Hintergrund: Entwicklung einer Hochfrequenz-Ionenquelle für ITER
Ihren Namen hat die neue Quelle von einer Hochfrequenzwelle, die in Wasserstoffgas eingestrahlt wird und dabei einen Teil der Wasserstoffatome ionisiert. Das entstandene Plasma, eine Mischung neutraler Atome, negativer Elektronen und positiver Ionen, strömt in die eigentliche Strahlquelle, auf deren Innenwände und auf eine erste gitterförmige Elektrode. Aus einer einzelnen Elektrodenöffnung gezogen, würde der Ionenstrom nämlich durch die entstehende Raumladung begrenzt. Deshalb werden mehrere 100 Einzelstrahlen aus ebenso vielen Öffnungen einer gemeinsamen Elektrode, einem „Gitter“, herausgezogen. Die fingerdicken Einzelstrahlen verschmelzen anschließend zu einem breiten Gesamtstrahl, dessen Querschnitt bei ITER knapp Türgröße besitzen wird.
Die Modell-Ionenquelle des IPP (Foto: IPP)
Sind die Oberflächen mit geeignetem Material belegt, etwa mit Cäsium, dann können dort von den Plasmateilchen Elektronen aufgenommen werden – es entstehen negative Wasserstoffionen. Nachdem man die komplizierte Dynamik der Cäsium-Verteilung auf den Wänden ergründet hatte, kann es hier kontinuierlich von einem kleinen Ofen als ultradünne, etwa eine Atomlage starke Schicht aufgedampft werden.

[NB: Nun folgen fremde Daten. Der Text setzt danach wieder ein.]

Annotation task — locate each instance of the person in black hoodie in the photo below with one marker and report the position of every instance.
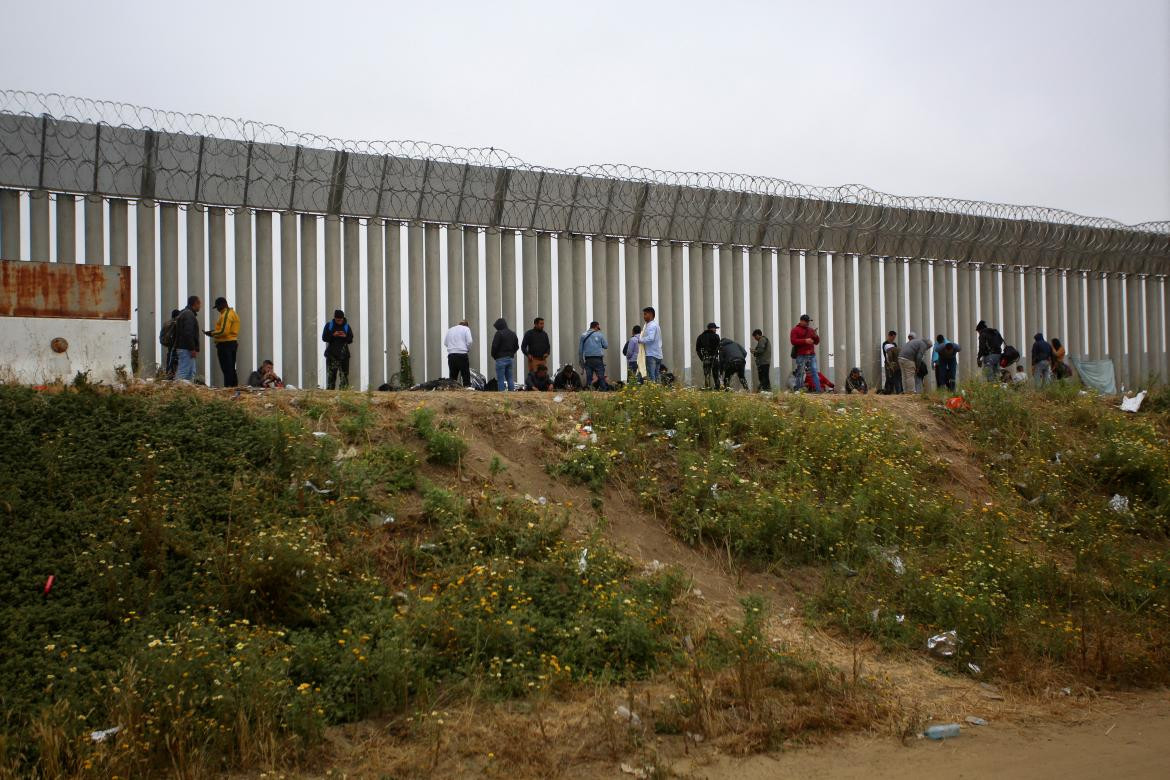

Die erzeugten negativen Ionen laufen zunächst in die falsche Richtung, zurück ins Plasma. Ionen in der Nähe des Gitters können jedoch – passend geformte Gitteröffnungen vorausgesetzt – aus dem Plasma heraus gelenkt werden. Sie werden anschließend durch das elektrische Feld eines zweiten Gitters erfasst, zum Strahl gebündelt und mit einem dritten Gitter weiter beschleunigt.
Um die unerwünschten, aber ebenfalls herausgezogenen Elektronen loszuwerden, zwingt sie ein Quermagnetfeld vor dem ersten Gitter auf winzige Kreisbahnen und behindert so ihre Bewegung in Flugrichtung der Ionen. Kleine, in das zweite Gitter eingebaute Permanent-Magnete beseitigen die Elektronen dann endgültig. Sie lenken die leichten Teilchen in spezielle Taschen, die viel schwereren Ionen fliegen nahezu unbehindert weiter. Nicht nur dieses magnetische Innenleben macht die Gitter zu technischen Meisterstücken: Hinzu kommt eine ausgefeilte Wasserkühlung, die trotz der hohen Wärmebelastung während der Heizpulse jede einzelne Öffnung auf hundertstel Millimeter relativ zu ihrem Partner im folgenden Gitter in Position hält.
Das Entwicklungsprogramm im IPP läuft parallel an drei Testständen: Am ersten werden bei kleiner Gitterfläche von rund 100 Quadratzentimetern und kurzen Pulslängen unter 10 Sekunden Stromdichte, Elektronenanteil und Gasdruck optimiert. Im zweiten Teststand lässt sich die Gitterfläche auf 300 Quadratzentimeter ausdehnen, die Pulslänge auf eine Stunde. In der dritten Testanlage lässt sich dann die Übertragbarkeit der Technologie auf ITER-Größe untersuchen.